Senja telah berpulang begitu Almira membuka mata. Kelamnya langit malam menyambutnya. Matanya terasa berat, efek bengkak yang terjadi karna menangis seharian penuh. Ia pikir, tangisnya akan membuat hati sedikit lega, akan tetapi pemikirannya salah. Begitu terbangun rasa sakit itu masih menyelimuti hatinya. Bayangan Demian bermesraan dengan wanita lain terus mengusik bathinnya. Ia tak tahu, di mana letak kekurangan dirinya, hingga lelaki itu mencari kepuasan pada orang lain. Benarkah apa yang pernah Jenny katakan, sifatnya yang takut mengambil resiko dan monoton membuat orang merasa bosan.

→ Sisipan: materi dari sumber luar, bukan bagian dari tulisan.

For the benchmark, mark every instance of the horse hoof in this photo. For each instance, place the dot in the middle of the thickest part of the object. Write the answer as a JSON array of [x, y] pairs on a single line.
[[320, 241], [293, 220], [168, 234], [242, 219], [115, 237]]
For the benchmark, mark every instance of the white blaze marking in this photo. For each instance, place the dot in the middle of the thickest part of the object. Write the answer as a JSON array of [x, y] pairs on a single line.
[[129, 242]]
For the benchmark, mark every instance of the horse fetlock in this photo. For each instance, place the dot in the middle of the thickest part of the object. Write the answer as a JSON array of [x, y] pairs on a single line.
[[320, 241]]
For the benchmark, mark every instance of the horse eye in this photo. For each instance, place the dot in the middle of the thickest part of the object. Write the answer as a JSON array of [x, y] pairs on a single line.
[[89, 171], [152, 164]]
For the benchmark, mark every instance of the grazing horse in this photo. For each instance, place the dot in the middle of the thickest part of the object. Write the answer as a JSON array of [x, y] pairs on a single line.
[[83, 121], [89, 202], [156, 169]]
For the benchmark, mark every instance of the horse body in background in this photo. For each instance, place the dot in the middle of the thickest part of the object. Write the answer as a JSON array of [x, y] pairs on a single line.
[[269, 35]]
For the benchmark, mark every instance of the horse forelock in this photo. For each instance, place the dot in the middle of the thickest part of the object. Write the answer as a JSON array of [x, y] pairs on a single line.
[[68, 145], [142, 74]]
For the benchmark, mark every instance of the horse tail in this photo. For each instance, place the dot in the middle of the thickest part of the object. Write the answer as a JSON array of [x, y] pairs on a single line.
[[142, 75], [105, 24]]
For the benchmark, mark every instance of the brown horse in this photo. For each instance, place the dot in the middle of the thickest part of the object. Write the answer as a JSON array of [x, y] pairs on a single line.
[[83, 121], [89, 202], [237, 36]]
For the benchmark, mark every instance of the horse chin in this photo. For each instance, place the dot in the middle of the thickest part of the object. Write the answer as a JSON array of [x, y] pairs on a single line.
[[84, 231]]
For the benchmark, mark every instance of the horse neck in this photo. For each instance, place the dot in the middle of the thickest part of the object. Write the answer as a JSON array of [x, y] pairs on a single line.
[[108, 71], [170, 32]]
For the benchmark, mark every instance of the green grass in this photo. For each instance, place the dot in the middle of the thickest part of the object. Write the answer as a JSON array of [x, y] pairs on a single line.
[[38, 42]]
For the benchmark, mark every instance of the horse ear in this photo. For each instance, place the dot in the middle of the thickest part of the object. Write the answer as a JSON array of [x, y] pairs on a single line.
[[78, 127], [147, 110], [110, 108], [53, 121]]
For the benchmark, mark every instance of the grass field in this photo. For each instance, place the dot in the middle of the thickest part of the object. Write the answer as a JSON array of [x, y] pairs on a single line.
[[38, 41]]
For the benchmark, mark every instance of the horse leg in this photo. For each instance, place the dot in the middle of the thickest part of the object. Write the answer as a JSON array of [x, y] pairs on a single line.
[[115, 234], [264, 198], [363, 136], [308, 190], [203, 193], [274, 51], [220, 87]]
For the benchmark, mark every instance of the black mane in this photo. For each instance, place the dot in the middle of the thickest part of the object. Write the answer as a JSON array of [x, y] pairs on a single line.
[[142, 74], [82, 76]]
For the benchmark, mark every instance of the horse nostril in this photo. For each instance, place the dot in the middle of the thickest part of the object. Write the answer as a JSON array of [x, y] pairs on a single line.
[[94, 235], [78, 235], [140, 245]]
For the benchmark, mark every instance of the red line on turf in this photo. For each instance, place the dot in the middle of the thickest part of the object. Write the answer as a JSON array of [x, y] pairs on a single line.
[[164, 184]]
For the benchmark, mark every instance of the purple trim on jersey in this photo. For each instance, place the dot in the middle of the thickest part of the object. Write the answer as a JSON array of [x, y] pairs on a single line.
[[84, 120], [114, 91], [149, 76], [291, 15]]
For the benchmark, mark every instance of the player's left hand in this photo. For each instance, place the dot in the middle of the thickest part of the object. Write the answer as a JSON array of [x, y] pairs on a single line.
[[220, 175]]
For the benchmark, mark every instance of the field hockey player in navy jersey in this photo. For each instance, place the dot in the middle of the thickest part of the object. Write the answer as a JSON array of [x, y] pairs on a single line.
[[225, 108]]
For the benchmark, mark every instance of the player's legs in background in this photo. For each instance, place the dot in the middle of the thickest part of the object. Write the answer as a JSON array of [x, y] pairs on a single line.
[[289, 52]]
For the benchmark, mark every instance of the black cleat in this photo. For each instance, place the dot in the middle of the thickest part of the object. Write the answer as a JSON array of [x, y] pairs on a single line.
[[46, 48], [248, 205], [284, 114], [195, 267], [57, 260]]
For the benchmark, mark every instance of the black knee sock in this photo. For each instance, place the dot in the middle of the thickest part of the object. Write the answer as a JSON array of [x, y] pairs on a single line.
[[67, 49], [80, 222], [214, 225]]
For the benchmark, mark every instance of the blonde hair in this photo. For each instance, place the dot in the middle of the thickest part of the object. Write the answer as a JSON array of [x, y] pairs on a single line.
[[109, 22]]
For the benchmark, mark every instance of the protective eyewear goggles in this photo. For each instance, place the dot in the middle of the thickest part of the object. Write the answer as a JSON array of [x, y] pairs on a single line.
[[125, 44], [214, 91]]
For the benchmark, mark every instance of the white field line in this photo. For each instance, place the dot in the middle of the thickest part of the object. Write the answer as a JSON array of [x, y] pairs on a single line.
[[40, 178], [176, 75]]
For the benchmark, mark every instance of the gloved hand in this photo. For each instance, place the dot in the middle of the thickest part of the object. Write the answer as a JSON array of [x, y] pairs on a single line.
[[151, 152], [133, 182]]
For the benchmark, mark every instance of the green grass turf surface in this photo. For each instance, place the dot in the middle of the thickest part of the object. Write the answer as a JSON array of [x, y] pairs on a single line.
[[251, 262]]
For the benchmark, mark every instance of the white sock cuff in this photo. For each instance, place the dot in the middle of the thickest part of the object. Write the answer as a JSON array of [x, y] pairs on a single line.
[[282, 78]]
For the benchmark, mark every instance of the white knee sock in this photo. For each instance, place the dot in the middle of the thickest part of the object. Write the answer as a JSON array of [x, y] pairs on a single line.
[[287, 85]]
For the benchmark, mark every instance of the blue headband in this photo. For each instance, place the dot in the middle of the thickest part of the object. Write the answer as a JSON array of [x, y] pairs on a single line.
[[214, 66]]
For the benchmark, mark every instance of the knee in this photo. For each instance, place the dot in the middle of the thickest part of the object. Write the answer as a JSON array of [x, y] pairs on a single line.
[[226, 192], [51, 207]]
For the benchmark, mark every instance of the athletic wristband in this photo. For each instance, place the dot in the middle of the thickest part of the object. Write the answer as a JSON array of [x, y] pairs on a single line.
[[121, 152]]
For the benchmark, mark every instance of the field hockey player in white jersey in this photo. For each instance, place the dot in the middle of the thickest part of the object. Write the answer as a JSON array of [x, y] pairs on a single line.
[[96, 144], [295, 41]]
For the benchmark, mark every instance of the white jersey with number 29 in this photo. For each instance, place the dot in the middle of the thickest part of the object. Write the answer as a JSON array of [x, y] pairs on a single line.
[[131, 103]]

Almira mengubah posisi tidurnya menjadi duduk. Kepalanya terasa berat. Ia melirik ponsel yang telah di non aktifkannya sejak tadi pagi. Ia tahu, jika Demian tak mungkin menghubunginya. Hanya saja, ia tak ingin atau lebih tepatnya tak tahu kebohongan apa yang bisa digunakannya saat Jenny menghubungi dan mewawancarai dirinya. Ia hanya ingin menyendiri untuk sejenak, memikirkan banyak hal, termasuk masa depannya nanti.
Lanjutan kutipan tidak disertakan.